I am curious. Since the Geforce 8800 GS has 12 multiprocessors with 8 processors each, does that mean that if I have 8 threads and 12 blocks that I am getting the maximum amount of parallelism possible? Is there a benefit speedwise of specifying more threads? Is there a performance hit?



Its a bit trickier than that (function of memory etc.). On the number of blocks you are on the right track. It is most likely a multiple of 12 (for the gts series). The number of threads per block is most likely a multiple of 32. The calculator in the thread below should be helpful.

As was mentioned, you want a multiple of 32 threads per block because that is the number that are run at once (a “warp”) due to pipelining and other scheduling issues. If possible, you also want more than 12 blocks, because more than one block (from the same kernel) can be interleaved on a given multiprocessor, and this can hide some of the latency to global memory. The number of blocks you can run simultaneously will be limited by your shared memory requirements, and the number of threads per block will be limited by the number of registers each thread needs.

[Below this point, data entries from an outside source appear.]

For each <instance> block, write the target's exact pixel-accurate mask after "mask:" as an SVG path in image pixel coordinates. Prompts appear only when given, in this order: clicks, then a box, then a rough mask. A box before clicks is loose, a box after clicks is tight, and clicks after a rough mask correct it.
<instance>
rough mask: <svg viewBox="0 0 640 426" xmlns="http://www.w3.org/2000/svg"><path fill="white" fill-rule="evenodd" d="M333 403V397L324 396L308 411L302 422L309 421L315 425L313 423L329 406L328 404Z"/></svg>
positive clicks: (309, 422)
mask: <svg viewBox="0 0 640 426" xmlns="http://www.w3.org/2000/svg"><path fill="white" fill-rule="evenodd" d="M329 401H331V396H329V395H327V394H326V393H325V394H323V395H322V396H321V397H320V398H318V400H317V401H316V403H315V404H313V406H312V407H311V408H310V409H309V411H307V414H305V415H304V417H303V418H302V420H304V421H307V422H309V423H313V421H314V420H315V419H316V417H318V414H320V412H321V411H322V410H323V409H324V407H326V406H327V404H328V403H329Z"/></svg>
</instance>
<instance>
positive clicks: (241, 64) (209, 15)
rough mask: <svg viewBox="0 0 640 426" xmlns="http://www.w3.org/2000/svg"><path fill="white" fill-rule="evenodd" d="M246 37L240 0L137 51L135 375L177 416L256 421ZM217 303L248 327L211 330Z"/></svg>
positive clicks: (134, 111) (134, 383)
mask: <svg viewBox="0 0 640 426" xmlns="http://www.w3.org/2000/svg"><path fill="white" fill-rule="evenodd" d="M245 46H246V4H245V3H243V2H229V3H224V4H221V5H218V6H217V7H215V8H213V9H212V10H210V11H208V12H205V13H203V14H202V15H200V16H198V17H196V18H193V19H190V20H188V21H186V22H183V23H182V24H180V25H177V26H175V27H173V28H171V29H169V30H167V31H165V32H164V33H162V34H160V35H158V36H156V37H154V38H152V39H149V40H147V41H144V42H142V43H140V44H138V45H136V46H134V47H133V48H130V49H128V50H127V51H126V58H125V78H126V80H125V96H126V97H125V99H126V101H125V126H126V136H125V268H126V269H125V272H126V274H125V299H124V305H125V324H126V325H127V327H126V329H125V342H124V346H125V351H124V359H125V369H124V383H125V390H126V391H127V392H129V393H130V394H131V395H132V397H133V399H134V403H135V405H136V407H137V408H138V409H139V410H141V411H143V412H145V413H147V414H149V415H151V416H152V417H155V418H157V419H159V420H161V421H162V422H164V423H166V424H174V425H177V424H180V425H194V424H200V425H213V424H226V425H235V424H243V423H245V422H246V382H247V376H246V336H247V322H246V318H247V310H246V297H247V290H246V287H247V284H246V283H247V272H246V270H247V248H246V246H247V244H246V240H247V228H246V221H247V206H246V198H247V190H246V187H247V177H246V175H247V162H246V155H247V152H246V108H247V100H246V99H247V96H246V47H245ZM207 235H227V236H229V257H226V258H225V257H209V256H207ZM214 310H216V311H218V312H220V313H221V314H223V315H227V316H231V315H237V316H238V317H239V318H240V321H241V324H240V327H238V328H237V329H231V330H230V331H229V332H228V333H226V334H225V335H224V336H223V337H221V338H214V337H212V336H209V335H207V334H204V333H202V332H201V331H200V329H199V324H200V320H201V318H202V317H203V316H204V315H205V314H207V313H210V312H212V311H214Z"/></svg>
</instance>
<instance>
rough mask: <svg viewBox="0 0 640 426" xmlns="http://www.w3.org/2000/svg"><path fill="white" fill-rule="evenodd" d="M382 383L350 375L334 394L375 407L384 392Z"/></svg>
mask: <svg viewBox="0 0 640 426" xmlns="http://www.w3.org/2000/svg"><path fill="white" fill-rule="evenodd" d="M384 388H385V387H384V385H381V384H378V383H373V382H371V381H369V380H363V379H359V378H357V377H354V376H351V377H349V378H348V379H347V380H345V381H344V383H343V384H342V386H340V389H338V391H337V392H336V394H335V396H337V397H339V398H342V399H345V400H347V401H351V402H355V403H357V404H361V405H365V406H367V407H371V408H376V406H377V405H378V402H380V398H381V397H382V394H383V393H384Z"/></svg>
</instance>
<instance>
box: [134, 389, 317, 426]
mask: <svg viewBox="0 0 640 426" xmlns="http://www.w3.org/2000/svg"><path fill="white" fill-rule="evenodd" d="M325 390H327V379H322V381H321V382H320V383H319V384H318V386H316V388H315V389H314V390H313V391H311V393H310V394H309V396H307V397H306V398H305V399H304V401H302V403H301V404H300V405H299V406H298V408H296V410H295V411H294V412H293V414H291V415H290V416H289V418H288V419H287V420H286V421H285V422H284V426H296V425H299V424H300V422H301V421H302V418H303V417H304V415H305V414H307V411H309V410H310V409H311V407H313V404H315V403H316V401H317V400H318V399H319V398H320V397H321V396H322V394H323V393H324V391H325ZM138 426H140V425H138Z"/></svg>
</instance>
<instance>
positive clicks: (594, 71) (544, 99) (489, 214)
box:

Yes, there is a benefit in using more threads per threadblock:

  • you need at least 16 threads to get coalescing when accessing global memory (coalescing significantly improves performance).

  • having more threads helps “hide” global memory access latency (which for g80 is between 400 and 600 clocks). Think of it this way: if you have multiple threads per processor issue memory access instructions (say, reads), you incur the latency once, after which a new read will complete with each clock. Same idea as pipelining.

  • having more threads helps hide read-after-write register conflicts. According to the programming guide, you need 192 threads to completely avoid performance hit due to these conflicts (if your code creates them).